Amnesty espère lever la « chape de plomb »
« La question de l’avortement est extrêmement sensible en Irlande. Il y a encore cette chape de plomb, qui fait que la sexualité des femmes est mise en cause », estime Geneviève Garrigos, présidente d'Amnesty International France. L'ONG, qui a déjà par le passé dénoncé la loi promulguée en 2013, juge que la législation irlandaise « confirme que la femme est perçue plus comme un réceptacle à enfants que comme une vie à part entière. C’est ce changement qu’il faut amener, pour toutes ces femmes qui, aujourd’hui, sont en situation désespérée. »
Evoquant le chiffre de 4 000 Irlandaises contraintes de quitter le pays pour pouvoir avoir recours à une IVG, la présidente d’Amnesty France dénonce ce qu’elle qualifie « d’hypocrisie très forte du gouvernement irlandais ». « On les laisse faire, alors que ces femmes devraient pouvoir trouver une solution dans leur propre pays », souligne la présidente de l’ONG, qui estime qu’il y a une « double discrimination », car « celles qui finalement se retrouvent à ne pas pouvoir le faire, ce sont les femmes les plus pauvres, les plus jeunes, celles qui sont dans des situations précaires ».
« Décriminaliser » les accompagnants et personnels de santé
Pour Geneviève Garrigos, il y a urgence à « décriminaliser également toutes les personnes qui viennent en soutien [aux femmes désirant un IVG], que ce soit les personnels de santé ou les accompagnants, pour arrêter de faire subir à ces femmes une situation qui est absolument intolérable aujourd’hui, en Europe mais aussi dans le monde ».

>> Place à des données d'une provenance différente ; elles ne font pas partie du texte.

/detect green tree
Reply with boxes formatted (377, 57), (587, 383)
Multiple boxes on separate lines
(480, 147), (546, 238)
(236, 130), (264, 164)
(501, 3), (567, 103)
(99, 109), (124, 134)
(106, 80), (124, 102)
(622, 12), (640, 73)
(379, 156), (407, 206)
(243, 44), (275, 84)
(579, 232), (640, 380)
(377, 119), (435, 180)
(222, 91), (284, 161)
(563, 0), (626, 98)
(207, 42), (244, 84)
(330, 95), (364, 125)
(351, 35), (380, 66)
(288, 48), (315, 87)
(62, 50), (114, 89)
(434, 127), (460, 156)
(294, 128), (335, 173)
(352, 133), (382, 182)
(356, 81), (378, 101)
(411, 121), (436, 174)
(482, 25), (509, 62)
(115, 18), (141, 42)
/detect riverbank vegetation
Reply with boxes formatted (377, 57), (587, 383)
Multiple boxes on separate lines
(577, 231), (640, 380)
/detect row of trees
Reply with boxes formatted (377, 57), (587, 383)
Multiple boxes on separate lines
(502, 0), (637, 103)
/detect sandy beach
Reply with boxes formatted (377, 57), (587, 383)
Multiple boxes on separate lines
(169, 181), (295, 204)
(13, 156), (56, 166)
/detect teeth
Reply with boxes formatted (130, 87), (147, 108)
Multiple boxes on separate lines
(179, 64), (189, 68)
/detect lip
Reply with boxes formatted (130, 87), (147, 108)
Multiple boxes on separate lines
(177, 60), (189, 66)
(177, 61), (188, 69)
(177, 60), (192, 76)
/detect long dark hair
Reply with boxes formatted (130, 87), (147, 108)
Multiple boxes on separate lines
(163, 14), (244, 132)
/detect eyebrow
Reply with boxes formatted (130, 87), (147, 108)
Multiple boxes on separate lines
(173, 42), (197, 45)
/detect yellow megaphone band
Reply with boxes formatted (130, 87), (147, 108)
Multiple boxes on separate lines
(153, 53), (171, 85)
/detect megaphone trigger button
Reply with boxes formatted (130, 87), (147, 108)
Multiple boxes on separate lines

« Entre la culpabilisation, le danger, la peur, l’opprobre au niveau de la société, ces femmes se retrouvent vraiment prises dans un étau, alors qu’elles-mêmes sont les premières victimes », dénonce encore Geneviève Garrigos, qui regrette « le poids de l’histoire irlandaise, de la vision de la femme comme réceptacle à bébés, c’est absolument absurde et anachronique ».